If you notice you’re feeling high levels of anxiety that do not go away, or if you are feeling in a low mood on a consistent basis, consider reaching out to CAPS. We want to help. Many students, however, have left campus; and for those who are out of state or who don’t have the ability to meet virtually, regular therapy may not be an option for you now. To help, we a number of mental health resources that you can access wherever you are.

One of the best options we have is Sanvello, one of the world’s most widely used mental health apps. Sanvello offers daily mood tracking, teaches coping skills, and draws from proven therapies that have been developed by experts in the mental health field. Sanvello can help with depression, anxiety, and even offers a peer support feature. Best of all, the Premium version of Sanvello is free for all BYU students, faculty, and staff. Download Sanvello on the App Store or the Play Store and create an account using your BYU email address (you can create any password you like.) This should unlock the Premium version, and you’ll be good to go!
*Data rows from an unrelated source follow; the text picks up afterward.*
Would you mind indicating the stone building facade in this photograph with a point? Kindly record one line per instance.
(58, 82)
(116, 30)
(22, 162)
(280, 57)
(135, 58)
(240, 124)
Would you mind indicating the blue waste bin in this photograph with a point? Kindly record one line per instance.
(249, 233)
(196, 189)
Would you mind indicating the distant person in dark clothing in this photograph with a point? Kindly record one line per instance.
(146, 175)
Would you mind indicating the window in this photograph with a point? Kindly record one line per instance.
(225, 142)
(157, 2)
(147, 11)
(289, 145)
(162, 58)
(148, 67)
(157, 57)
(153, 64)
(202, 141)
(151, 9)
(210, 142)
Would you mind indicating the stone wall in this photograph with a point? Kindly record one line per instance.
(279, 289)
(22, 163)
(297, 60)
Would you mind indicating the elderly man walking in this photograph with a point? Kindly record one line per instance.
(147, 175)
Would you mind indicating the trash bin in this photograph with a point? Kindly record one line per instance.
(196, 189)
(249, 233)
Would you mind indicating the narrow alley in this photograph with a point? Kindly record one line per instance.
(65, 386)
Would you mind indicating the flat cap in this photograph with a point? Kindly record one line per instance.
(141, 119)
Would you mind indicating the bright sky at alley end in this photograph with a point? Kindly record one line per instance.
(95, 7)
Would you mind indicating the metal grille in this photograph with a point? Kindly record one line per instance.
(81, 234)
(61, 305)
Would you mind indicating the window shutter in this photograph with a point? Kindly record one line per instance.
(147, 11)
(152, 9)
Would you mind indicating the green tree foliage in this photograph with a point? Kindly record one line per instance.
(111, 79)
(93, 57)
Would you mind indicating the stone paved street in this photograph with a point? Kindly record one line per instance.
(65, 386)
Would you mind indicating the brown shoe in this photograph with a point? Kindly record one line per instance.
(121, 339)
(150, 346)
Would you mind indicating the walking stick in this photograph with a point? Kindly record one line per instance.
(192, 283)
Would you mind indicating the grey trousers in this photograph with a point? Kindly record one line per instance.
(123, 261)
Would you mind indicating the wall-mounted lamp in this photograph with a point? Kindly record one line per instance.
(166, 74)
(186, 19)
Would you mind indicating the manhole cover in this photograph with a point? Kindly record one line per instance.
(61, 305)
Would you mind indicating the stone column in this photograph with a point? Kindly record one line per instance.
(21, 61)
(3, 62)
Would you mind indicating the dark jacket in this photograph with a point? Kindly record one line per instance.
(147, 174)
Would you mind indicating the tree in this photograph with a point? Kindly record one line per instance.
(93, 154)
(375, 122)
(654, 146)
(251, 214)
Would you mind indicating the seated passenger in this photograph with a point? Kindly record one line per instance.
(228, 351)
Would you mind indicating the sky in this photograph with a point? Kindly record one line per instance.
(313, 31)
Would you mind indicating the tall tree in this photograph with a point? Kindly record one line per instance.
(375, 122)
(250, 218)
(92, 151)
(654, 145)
We also offer SilverCloud, an online system designed to help you reduce symptoms of anxiety, depression, stress, and negative body image. Silvercloud uses articles, video clips, interactive activities, and short quizzes to help you cope with and even overcome problems with mental health. Using Silvercloud involves completing weekly activities with the support of one of our trained clinicians who reviews your progress and provides feedback and encouragement. Silvercloud is entirely online, so you can use it no matter where you are. Finally, SilverCloud has a lot of research that shows that it works. You do have to be a full time student to use Silvercloud. To enroll or ask questions about SilverCloud, email your name, which program you are interested in (Anxiety, Body Image, Depression, or Stress), and whether or not you are a full time BYU student to: silvercloud@byu.edu

If you experience high stress or anxiety, you might benefit from practicing some relaxation techniques. You can find these at the link below – practicing these will help! While we won’t schedule biofeedback appointments currently, you can find ways to practice relaxation at the Relaxation Recordings, Importance of Breathing, Paced Breathing, and Handouts sections of this page.
https://caps.byu.edu/biofeedback

You can also read about how to deal effectively with a number of topics that college students encounter at this link:
https://caps.byu.edu/readings-and-books

Maybe you’re more of an audiovisual learner. If so, check out our selection of TED talks and podcasts about mental health:
https://caps.byu.edu/helpful-podcasts-and-ted-talks

Finally, remember that the changes we’re seeing – on campus and in the community – are temporary. Using the resources above can help you make it through a difficult time more easily!